Methods: In a prospective multicenter clinical-evaluation at 4-US academic centers, contours for 16-head & neck(HN) and 10-thoracic(TH) OARs were auto-generated by AAR using CT-scans from 214-adult cancer patients undergoing RT-planning. Expertly drawn ground-truth OAR contours, based on existing contouring-guidelines, were created as independent reference standard. Standard-of-care clinical OAR contours were created by dosimetrists/ radiation oncologists and contouring times were recorded. Adjustments of AAR auto-contours were also performed as needed for RT-planning and recorded. Contouring time saved using AAR vs. clinical contouring was calculated for standard and challenging cases. Dice-coefficients for automatic and clinical contours were calculated and compared using non-inferiority test.
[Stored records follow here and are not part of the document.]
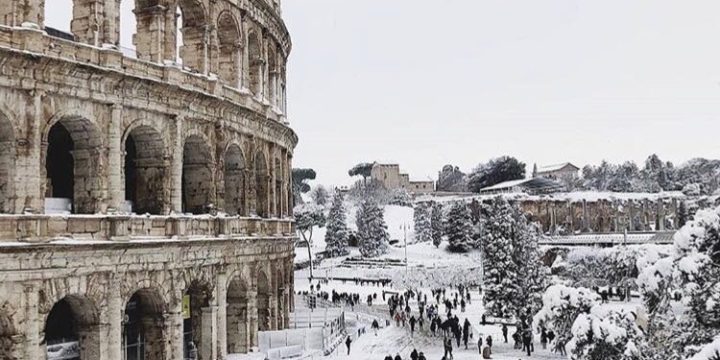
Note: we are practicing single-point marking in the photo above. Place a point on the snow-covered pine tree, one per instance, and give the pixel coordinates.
(372, 230)
(682, 214)
(336, 237)
(459, 229)
(532, 274)
(436, 223)
(501, 273)
(421, 217)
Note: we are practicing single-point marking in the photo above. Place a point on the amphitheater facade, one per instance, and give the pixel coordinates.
(146, 199)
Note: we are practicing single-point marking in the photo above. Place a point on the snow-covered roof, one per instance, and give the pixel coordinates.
(555, 167)
(530, 184)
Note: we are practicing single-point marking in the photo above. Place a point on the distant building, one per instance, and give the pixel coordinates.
(391, 178)
(565, 172)
(537, 185)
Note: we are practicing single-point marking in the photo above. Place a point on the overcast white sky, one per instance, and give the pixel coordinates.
(425, 83)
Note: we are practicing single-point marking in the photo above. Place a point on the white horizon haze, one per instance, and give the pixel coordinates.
(425, 83)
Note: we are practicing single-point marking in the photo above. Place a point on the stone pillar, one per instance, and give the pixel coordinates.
(208, 344)
(116, 185)
(32, 323)
(30, 172)
(174, 326)
(252, 316)
(221, 287)
(111, 326)
(177, 162)
(272, 308)
(150, 41)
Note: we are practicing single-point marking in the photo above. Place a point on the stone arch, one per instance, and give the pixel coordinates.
(72, 327)
(278, 185)
(197, 299)
(7, 164)
(272, 76)
(192, 29)
(238, 321)
(7, 335)
(262, 182)
(279, 287)
(234, 176)
(145, 169)
(263, 301)
(256, 63)
(144, 334)
(230, 49)
(197, 175)
(72, 164)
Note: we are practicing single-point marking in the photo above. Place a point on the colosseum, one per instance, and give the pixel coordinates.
(146, 198)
Results: Accuracy: For 11-OARs(6-HN, 5-TH), AAR-contours were equivalent to clinical-contours, for 8-OARs(6-HN, 2-TH), AAR-contours accurately represented the consensus guidelines. For 7-OARs(4-HN, 3-TH), AAR-contours were significantly better than clinical-contours denoting most-challenging OARs for human contouring using current clinical systems. AAR reduced clinical contouring time by (a) For standard cases: TH: 65%(27.30minutes) and HN: 55%(18.71minutes); (b) for challenging cases: TH: 74%(39.62minutes) and HN: 61%(29.71minutes).

Conclusion: Accuracy of AAR auto-contouring of HN and TH OARs is non-inferior to clinical contouring suggesting utility in promoting conformity and uniformity of OAR contouring relative to existing consensus guidelines. OAR contouring for cases with image distortions is more prone to human variability, inaccuracy, time-inefficiency thereby denoting significant improvement in clinical efficiency for those cases.